Marco Bettiol nacque a Vicenza il 24 giugno 1992, primogenito di Francesco Bettiol e Patrizia Asproso. Il giorno dopo la nascita venne trasferito, senza essere portato alla madre, al reparto di patologia neonatale. Alle dimissioni, dieci giorni più tardi, ai genitori viene indicato solo di fargli seguire alcune sedute di fisioterapia.
Dopo tre mesi esatti dalla nascita, Marco ebbe la prima crisi epilettica, accompagnata da segni di ipotonia muscolare, che peggiorava col passare del tempo. Nessun medico riusciva a dare un nome esatto alla sua malattia; intanto, continuava la fisioterapia.

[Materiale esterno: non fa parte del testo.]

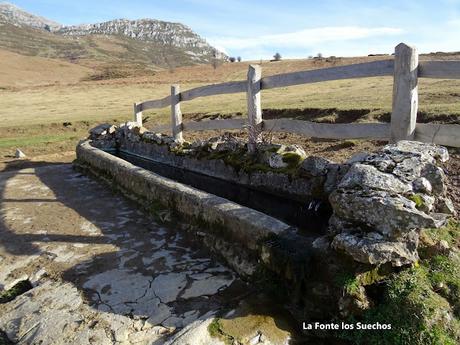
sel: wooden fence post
[171,85,183,142]
[134,103,142,127]
[390,43,418,143]
[246,65,262,152]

Dopo la nascita del fratello Alberto, nel febbraio 1997, Marco smise d’interagire con il mondo esterno; a cinque anni e mezzo, non sorrideva neppure più. Le crisi epilettiche divennero quotidiane, mentre i medici, ancora una volta, non sapevano spiegarsi la ragione di quel male.
Grazie alla sua insegnante di sostegno della scuola materna, una volta passato alle elementari a otto anni, Marco venne introdotto alla tecnica della Comunicazione Facilitata: prima con una macchina da scrivere, poi con un computer, si riaprì agli stimoli esterni, comunicando con i suoi cari, con gli amici e i compagni di scuola.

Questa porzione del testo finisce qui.